This summer, 19-year-old Amanda Gorman sat down to outline her priorities. As the very first U.S. youth poet laureate, a position she earned for her literary talent as well as her record of community engagement and leadership, she asked herself, "What do I want to accomplish?"
Since Gorman took on the inaugural role, she's embarked on a national tour across the U.S. She hopes to make poetry accessible to America's young people, and has sought them out when she speaks and performs. She wanted to be the one sitting and listening, too. Young people around the country, she believes, deserve a say in what she does.
"Being the first young poet to have this title means a lot of pressure but also a lot of freedom," said Gorman, who is also a sophomore at Harvard University. "I vacillate between anxiety about the precedent I am setting and the excitement that I'm starting fresh on a blank canvas. No pattern, no forerunners, just me defining what matters most to me as laureate. That has been the most thrilling part."
Gorman's ambition and talent were on full display Sept 17 at the 2017 Social Good Summit in New York City, where she performed her poem "The Gathering Place" in front of a global crowd at the 92nd Street Y and watching via livestream.

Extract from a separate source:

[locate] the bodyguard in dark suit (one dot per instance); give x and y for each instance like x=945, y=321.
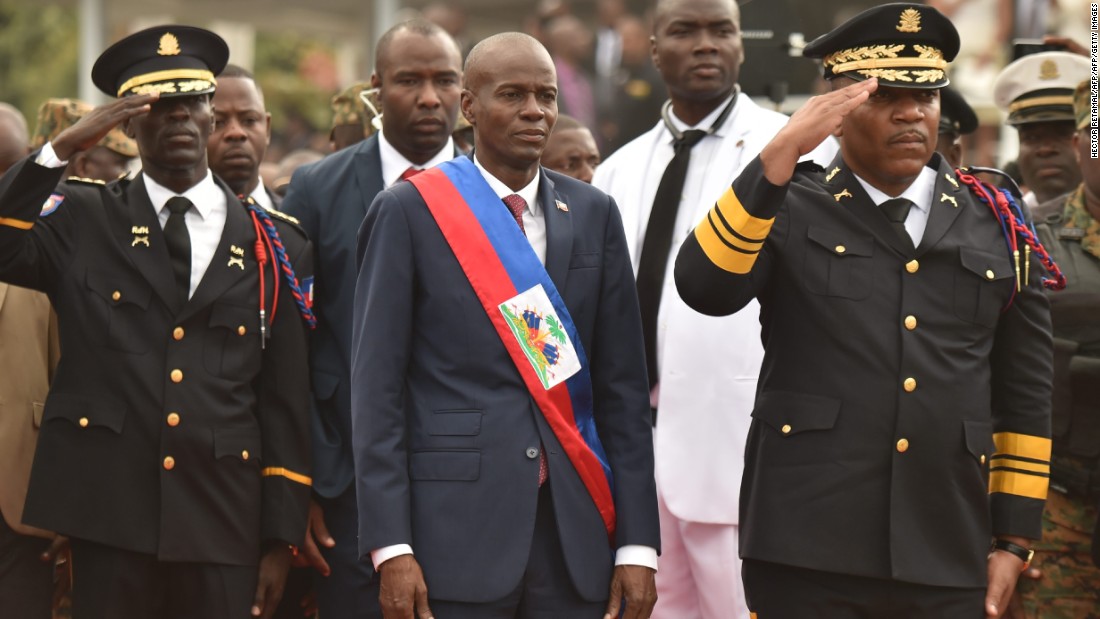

Inspired by the summit itself, Gorman's poem touched on themes like community, innovation, and hope.
"With one microphone, we streak / across the globe like an eclipse," Gorman read. "We strike our plans into stone / and from this we build a summit worth climbing, / a goal worth reaching, / a world worth building."
Gorman mentioned various people in her poem who were also speaking at the Social Good Summit, including Tony Award-winning actress and singer Cynthia Erivo, and tech entrepreneur ElsaMarie D'Silva, who created an app to protect young women and survivors of sexual assault.